A little post over at my friend
Grace's blog reminded me of a time, years ago,
when I lived in North Carolina for a summer.
Yes, the summer of 2006 I lived in the foothills of North Carolina in a little town called Brevard. I spent six weeks at the Brevard Music Center having the best musical summer that's ever happened. It was ideal. Music everywhere. All the time. That may or may not have been directly related to the fact that the only place air conditioning existed on the campus was in the practice rooms. Incentive much? Aside from that, it was a magical place of the first order. Really. For a week and a half leading up to the opera company's performance of The Sound of Music, I would wake up each morning to the resounding ending chords of the reprise of "Climb Evry Mountain" floating in through the trees with the glittering morning sun.

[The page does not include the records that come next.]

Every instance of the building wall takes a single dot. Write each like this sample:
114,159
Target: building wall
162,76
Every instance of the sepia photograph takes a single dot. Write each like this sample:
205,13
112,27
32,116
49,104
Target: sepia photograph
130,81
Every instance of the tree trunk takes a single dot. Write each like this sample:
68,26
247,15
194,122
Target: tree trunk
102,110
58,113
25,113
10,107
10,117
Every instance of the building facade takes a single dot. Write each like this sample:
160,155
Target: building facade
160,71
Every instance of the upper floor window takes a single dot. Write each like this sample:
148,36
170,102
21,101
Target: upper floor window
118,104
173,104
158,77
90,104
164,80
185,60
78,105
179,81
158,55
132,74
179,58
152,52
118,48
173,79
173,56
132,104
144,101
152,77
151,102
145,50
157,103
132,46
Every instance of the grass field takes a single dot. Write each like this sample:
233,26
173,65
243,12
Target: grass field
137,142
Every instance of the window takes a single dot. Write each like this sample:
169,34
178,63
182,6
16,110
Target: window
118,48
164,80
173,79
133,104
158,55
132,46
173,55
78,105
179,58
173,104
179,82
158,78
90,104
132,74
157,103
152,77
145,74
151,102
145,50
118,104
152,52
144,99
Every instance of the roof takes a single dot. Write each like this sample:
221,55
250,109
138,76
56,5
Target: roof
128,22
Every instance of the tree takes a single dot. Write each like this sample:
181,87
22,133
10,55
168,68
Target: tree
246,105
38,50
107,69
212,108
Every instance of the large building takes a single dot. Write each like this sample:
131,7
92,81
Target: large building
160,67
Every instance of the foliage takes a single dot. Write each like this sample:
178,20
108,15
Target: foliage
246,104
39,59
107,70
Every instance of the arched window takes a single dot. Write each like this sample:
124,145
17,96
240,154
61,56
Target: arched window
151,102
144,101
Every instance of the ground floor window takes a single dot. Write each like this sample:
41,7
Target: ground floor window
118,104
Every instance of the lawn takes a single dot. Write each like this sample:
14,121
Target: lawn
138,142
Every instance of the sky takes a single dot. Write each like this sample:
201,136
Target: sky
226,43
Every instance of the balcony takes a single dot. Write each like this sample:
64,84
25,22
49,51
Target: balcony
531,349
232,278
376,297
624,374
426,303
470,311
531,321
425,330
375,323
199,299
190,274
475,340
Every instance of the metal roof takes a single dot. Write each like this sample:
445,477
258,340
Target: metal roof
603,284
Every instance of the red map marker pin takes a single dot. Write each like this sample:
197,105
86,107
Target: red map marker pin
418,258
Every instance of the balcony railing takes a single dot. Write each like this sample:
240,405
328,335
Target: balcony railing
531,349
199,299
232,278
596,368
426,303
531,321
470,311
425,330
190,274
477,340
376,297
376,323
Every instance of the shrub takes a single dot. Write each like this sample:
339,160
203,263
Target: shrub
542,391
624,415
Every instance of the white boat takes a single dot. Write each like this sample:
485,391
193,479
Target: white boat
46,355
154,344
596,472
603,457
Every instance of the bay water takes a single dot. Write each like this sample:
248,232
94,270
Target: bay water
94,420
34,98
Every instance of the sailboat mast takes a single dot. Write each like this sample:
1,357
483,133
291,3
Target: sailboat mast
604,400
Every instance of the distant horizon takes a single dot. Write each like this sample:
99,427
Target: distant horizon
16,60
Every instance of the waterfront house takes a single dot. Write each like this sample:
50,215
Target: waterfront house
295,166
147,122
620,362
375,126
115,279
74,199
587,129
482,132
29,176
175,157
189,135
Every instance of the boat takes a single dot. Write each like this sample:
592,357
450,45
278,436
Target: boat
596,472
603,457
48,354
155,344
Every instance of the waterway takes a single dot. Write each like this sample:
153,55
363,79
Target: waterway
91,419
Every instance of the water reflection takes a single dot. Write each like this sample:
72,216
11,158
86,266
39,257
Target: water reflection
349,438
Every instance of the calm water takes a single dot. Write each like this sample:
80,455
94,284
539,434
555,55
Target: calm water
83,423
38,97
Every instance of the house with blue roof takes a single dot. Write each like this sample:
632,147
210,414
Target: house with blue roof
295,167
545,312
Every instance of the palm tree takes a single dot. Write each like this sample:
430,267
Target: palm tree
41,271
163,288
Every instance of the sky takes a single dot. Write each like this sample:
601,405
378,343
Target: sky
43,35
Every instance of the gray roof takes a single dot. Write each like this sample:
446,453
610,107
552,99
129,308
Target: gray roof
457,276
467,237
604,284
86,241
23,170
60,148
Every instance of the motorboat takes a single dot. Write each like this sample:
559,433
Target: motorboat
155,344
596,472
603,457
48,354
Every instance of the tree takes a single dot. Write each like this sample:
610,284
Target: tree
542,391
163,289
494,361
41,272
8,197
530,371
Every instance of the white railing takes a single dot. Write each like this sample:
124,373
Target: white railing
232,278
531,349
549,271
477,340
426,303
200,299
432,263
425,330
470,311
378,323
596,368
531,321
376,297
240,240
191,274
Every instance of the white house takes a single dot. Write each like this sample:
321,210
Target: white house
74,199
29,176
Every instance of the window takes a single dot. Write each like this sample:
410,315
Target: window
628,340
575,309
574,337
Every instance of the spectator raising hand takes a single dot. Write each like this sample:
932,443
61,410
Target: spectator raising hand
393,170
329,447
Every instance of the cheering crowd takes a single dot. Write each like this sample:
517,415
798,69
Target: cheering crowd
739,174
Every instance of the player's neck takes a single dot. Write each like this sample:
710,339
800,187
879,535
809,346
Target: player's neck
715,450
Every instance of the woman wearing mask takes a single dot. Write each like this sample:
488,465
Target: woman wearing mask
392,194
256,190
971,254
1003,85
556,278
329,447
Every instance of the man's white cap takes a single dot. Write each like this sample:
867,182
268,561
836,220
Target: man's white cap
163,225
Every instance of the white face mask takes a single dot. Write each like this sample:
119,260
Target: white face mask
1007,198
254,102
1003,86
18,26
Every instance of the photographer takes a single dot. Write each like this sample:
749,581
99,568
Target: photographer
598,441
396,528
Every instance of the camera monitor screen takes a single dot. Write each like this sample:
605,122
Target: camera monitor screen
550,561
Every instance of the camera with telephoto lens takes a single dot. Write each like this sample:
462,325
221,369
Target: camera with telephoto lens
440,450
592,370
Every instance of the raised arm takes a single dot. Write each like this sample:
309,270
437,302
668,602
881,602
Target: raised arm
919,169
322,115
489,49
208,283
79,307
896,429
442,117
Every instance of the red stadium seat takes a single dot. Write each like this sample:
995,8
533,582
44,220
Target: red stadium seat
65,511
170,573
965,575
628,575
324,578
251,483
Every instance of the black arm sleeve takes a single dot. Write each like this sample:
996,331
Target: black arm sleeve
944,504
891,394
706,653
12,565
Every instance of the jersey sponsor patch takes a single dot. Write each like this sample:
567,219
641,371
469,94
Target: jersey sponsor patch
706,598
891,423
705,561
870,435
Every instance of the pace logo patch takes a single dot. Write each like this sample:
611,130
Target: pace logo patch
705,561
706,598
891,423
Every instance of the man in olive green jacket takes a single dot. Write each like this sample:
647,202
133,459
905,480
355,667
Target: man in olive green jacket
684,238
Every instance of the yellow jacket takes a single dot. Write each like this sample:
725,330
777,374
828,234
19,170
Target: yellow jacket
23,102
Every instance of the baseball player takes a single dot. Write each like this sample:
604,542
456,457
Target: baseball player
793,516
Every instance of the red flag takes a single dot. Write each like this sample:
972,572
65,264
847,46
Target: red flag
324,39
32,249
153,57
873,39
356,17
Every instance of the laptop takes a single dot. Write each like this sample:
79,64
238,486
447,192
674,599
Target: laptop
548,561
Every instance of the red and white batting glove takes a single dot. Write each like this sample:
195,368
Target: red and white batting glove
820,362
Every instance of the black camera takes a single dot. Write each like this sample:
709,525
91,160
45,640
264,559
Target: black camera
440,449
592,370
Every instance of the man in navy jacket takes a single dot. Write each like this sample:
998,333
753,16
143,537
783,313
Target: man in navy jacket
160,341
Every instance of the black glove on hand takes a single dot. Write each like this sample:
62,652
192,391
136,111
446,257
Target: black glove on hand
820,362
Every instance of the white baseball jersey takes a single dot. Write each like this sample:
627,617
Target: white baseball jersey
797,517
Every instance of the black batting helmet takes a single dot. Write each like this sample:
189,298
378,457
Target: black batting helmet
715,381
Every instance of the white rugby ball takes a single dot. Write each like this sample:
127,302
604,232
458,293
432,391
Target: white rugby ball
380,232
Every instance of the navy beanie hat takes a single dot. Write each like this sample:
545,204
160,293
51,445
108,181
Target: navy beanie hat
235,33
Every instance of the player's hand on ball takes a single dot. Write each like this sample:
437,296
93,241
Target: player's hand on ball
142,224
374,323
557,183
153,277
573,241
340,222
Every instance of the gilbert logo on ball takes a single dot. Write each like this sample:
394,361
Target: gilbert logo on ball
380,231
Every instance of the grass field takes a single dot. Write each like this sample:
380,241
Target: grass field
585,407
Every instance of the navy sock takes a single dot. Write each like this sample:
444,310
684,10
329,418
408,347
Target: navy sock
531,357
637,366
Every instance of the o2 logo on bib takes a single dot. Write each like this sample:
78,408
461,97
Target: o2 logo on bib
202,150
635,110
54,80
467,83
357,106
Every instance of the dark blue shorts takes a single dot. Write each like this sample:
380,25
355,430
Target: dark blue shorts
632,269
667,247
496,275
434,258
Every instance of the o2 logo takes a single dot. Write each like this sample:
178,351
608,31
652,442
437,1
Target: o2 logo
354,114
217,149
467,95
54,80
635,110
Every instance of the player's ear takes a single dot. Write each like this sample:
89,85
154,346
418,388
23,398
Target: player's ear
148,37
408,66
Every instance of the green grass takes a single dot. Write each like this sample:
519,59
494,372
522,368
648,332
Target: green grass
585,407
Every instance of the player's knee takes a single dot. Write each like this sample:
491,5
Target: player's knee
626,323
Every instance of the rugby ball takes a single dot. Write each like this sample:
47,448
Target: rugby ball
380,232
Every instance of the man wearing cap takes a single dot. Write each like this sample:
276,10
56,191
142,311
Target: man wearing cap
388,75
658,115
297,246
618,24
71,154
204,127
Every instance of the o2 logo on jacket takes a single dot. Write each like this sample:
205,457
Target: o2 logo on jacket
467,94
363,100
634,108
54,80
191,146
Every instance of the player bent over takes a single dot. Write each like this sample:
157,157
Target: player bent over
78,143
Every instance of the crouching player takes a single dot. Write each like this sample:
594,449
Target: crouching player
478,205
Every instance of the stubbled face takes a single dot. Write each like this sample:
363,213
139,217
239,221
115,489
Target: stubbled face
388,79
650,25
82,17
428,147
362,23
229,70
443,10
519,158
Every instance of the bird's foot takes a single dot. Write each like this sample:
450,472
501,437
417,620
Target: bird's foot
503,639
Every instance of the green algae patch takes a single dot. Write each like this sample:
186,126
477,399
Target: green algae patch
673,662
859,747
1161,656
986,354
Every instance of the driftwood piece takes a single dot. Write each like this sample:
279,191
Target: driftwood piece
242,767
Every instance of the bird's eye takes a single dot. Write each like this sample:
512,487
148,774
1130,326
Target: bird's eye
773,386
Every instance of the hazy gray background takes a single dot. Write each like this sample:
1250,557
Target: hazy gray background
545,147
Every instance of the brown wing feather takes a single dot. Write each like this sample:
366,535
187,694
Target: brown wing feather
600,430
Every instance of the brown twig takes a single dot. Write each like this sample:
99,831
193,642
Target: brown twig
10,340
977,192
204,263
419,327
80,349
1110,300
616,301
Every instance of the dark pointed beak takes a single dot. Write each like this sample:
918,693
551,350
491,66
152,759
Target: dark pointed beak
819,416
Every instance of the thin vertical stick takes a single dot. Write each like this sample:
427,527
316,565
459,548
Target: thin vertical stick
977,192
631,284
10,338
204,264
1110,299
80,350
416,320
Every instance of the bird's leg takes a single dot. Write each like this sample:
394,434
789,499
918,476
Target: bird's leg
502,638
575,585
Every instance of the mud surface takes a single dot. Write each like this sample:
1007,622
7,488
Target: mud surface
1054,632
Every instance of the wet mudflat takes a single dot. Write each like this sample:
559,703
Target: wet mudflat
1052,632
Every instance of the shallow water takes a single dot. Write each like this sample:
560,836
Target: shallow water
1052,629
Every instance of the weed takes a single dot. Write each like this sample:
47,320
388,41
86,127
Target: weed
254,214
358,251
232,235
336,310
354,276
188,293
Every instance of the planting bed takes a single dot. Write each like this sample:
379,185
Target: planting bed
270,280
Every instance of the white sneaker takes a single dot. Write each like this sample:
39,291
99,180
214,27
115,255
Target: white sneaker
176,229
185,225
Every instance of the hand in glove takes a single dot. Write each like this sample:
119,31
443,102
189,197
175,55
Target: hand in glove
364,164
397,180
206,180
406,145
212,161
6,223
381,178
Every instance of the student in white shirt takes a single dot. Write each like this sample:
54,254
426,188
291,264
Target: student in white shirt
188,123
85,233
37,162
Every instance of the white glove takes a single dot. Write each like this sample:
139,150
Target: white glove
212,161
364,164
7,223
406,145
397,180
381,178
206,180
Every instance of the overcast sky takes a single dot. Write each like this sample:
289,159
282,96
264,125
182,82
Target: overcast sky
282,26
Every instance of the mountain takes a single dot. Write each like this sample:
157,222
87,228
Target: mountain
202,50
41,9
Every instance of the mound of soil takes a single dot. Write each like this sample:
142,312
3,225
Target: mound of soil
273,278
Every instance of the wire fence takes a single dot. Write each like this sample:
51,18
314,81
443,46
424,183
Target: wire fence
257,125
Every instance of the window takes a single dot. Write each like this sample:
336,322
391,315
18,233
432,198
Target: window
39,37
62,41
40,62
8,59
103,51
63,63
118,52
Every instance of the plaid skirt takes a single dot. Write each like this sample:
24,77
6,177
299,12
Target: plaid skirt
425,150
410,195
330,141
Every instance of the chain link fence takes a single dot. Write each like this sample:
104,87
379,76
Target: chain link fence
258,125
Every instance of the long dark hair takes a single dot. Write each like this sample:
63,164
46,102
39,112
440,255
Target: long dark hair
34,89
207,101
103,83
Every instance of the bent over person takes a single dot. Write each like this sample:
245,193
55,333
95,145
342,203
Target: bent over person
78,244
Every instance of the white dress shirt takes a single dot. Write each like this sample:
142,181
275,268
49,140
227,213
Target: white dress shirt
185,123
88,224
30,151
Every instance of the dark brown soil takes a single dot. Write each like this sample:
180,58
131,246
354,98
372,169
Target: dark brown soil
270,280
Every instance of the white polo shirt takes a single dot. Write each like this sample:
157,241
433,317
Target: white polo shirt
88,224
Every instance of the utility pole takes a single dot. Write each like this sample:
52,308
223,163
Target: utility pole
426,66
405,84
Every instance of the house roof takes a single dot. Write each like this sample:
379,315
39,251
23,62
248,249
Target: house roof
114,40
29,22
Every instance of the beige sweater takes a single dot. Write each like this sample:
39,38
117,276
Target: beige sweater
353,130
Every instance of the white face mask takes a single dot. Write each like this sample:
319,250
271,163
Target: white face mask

Each morning we were awoken by a trumpeter playing "Reville" and we were sent to bed each night with an equally as talented trumpeter's performance of "Taps". It was lovely; mostly because it was slightly mysterious, as the trumpeter was always stationed far enough away by the lake that the sounds wafted in with the cooler night air. You never really knew where it was coming from. And then one morning, it was different.
One morning, as we slept peacefully in our cabins on the hill, the low brass got themselves together a little choir of about three tubas, four or five trombones, and four or five euphoniums. They planted themselves right outside of our front porch at 6:00 am, and played Wagner's "
Ride of the Valkyries" with all the gusto and volume they could muster. I don't know if you've ever been startled awake by a full low brass choir playing at fortissimo, but they could have been playing Debussy, and I still would have almost fallen out of my bed. Moral of the story: don't sleep where there are enough brass players to conspire against your slumber.